The stock market lost ground on Tuesday morning, as investors reacted negatively to news that the COVID-19 outbreak would hurt revenue at the world's largest tech company. That warning made market participants focus again on the potential consequences of the epidemic on the global economy, and even though most anticipate only a temporary pause in economic growth, it's coming at a critical time. As of 11 a.m. EST, the Dow Jones Industrial Average (^DJI 0.23%) was down 166 points to 29,232. The S&P 500 (^GSPC 0.80%) lost 11 points to 3,369, and the Nasdaq Composite (^IXIC 1.14%) fell 12 points to 9,720.

Yet many stocks defied the downward trend in the broader market to gain ground. Tesla (TSLA 0.38%) returned to its winning ways with another big jump, and many are looking at the electric-vehicle stock with newfound optimism. Meanwhile, Kroger (KR -0.91%) also got a nice boost as one of the world's favorite investors picked the stock to add to his portfolio.

Shopping cart in a grocery store aisle.

Image source: Getty Images.

No limits for Tesla

Shares of Tesla were up 6% Tuesday morning, regaining positive momentum in the stock's turbulent ride recently. The electric-vehicle maker has left many Wall Street analysts looking like they're behind the curve, and prominent players in the professional stock-picking industry are scurrying to catch up.

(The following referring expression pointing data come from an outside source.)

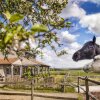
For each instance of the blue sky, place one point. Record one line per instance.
(85, 18)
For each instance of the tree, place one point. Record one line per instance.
(24, 20)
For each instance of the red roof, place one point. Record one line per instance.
(7, 61)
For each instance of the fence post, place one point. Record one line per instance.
(87, 88)
(32, 89)
(78, 85)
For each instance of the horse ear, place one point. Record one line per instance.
(94, 39)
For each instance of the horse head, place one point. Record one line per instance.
(89, 50)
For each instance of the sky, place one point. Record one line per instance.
(85, 18)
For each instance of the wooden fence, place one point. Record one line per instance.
(87, 80)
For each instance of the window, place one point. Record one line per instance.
(16, 70)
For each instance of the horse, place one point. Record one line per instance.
(89, 50)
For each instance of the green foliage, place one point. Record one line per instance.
(30, 18)
(39, 28)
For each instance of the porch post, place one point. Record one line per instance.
(21, 71)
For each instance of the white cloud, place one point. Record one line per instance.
(92, 22)
(72, 10)
(64, 61)
(75, 45)
(69, 38)
(98, 40)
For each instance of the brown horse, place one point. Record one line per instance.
(89, 50)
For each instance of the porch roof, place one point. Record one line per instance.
(7, 61)
(24, 62)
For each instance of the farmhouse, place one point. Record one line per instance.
(15, 68)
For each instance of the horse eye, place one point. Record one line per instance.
(90, 47)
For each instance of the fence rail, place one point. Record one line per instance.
(88, 94)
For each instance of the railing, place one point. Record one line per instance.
(87, 80)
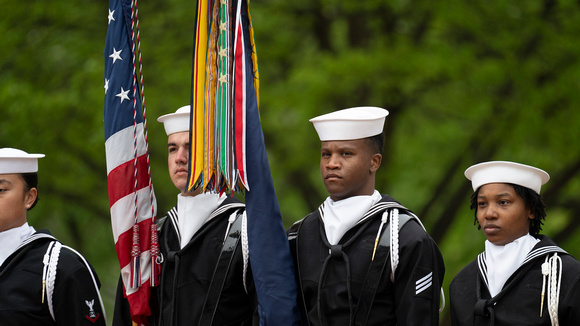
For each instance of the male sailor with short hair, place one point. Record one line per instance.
(203, 281)
(362, 258)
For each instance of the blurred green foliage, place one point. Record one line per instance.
(464, 81)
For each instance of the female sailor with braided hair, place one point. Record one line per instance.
(42, 282)
(522, 277)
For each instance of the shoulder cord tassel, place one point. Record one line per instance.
(394, 242)
(45, 261)
(135, 259)
(51, 275)
(383, 221)
(155, 256)
(552, 272)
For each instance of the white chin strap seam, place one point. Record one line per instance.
(552, 274)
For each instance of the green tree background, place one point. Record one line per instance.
(464, 81)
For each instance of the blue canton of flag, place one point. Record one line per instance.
(131, 197)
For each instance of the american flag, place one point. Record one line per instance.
(131, 198)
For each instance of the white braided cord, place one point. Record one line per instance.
(51, 275)
(245, 248)
(554, 284)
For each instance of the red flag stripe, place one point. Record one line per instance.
(125, 207)
(119, 188)
(119, 148)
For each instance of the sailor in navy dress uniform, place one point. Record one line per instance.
(522, 277)
(198, 286)
(362, 258)
(42, 281)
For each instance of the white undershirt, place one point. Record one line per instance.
(502, 261)
(11, 239)
(194, 211)
(340, 216)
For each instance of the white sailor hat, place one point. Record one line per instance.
(13, 160)
(348, 124)
(506, 172)
(176, 122)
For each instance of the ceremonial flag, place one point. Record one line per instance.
(131, 197)
(230, 83)
(270, 258)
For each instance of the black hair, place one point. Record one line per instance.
(376, 143)
(533, 202)
(30, 181)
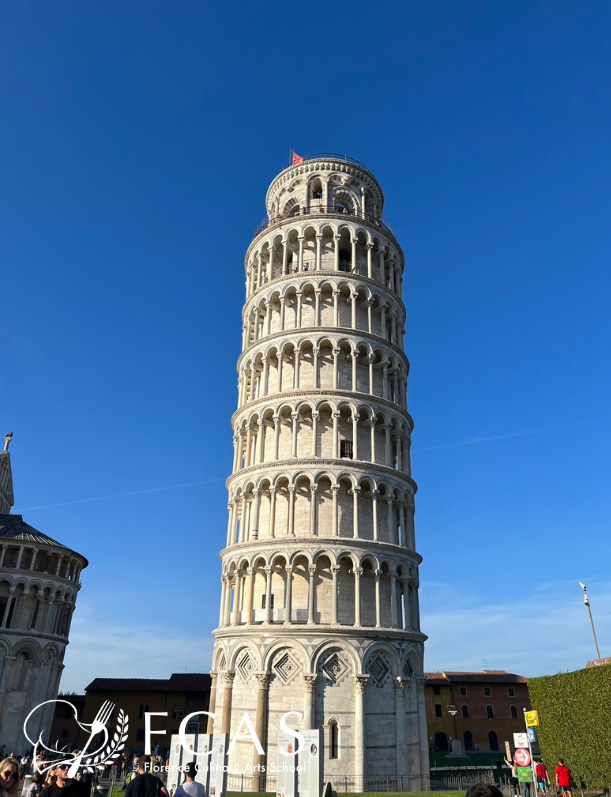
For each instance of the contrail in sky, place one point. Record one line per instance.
(510, 435)
(489, 439)
(121, 495)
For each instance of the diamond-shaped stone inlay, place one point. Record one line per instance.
(287, 667)
(334, 668)
(379, 669)
(246, 666)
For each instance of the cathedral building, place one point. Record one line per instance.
(39, 582)
(319, 606)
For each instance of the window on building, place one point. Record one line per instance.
(333, 739)
(345, 261)
(35, 614)
(345, 449)
(9, 616)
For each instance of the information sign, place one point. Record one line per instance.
(520, 740)
(532, 718)
(287, 770)
(521, 757)
(218, 765)
(203, 761)
(309, 765)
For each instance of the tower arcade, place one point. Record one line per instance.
(319, 605)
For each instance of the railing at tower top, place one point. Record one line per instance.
(328, 210)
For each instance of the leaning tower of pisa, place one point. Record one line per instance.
(319, 606)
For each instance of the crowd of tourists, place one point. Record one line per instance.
(22, 777)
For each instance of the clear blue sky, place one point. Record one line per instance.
(138, 140)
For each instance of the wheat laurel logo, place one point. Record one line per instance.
(96, 753)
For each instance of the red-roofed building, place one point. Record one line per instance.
(468, 711)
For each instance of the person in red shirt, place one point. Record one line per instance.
(563, 778)
(542, 779)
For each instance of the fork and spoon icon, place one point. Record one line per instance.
(97, 726)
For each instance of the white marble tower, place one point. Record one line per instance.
(319, 607)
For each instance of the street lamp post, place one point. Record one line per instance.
(586, 600)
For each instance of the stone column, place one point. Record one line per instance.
(355, 436)
(212, 703)
(400, 723)
(335, 454)
(288, 600)
(291, 518)
(227, 700)
(236, 600)
(261, 726)
(254, 531)
(335, 490)
(374, 512)
(268, 595)
(313, 489)
(389, 518)
(314, 431)
(311, 594)
(250, 575)
(308, 700)
(355, 513)
(223, 610)
(272, 511)
(358, 572)
(410, 537)
(276, 420)
(335, 368)
(378, 576)
(360, 682)
(295, 418)
(334, 617)
(393, 602)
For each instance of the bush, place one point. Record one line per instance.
(575, 722)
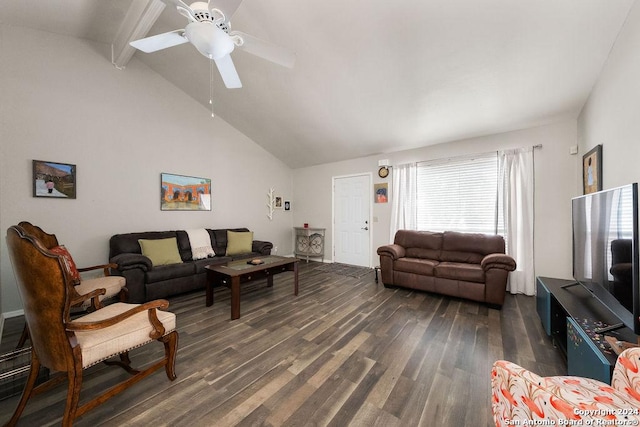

Analysts at Morgan Stanley, which have long held somewhat bearish views on the car stock, conceded defeat with at least a partial reversal of their previous views. The Wall Street company's official "bull case" price target on Tesla shares got a boost from $650 per share to $1,200. That optimistic assessment includes steady growth in auto production over the next 10 years along with steady increases in margin. Yet Morgan Stanley still posted a more neutral view with its separate base price target of $500 per share. Although that's up from $360, it's still well below the current share price. Similarly, Bernstein more than doubled its price target on Tesla stock from $325 to $730 per share, but the analyst still felt somewhat uneasy in trying to justify the high stock price.

Meanwhile, Tesla is getting some interest from institutional investors. The Renaissance Technologies hedge fund, led by billionaire Jim Simons, filed its quarterly disclosures that included substantial new holdings of Tesla shares. The fund has already seen gains of hundreds of millions of dollars on its holdings if it held on to its shares since Dec. 31, and could continue to benefit from future moves.

Tesla is getting huge amounts of attention, and shareholders can expect the stock price to remain volatile. It'll take time for the company to prove its fundamental strength, and in the meantime, there'll continue to be extensive debate about whether the good times can last.

Buffett buys Kroger stock

Shares of Kroger also gained ground, rising 7% Tuesday morning. The grocery store chain got a big vote of confidence from an unexpected source: Warren Buffett.

The Buffett-led insurance giant Berkshire Hathaway (BRK.A -0.42%) (BRK.B -0.56%) revealed in its quarterly disclosures that it had purchased a 2.4% stake in Kroger as of Dec. 31. The addition raised speculation among investors that the move might be just the beginning of a bigger investment in the grocery company, which has seen its stock rebound sharply over the past six months after having dropped to multiyear lows.

Kroger faces plenty of competition, not only from its traditional grocery peers but also from online food-delivery providers. Yet Kroger has been able to fight back with its own initiatives, offering customers various pickup and delivery options to keep up with the pace of innovation elsewhere.

Despite the positive response in Kroger's stock, it's important to remember that with an investment of just $500 million or so, Berkshire didn't really tap into its cash reserve significantly to add the position. As it gets harder and harder to find good values in the stock market, Buffett will have to keep searching to put his available capital to work.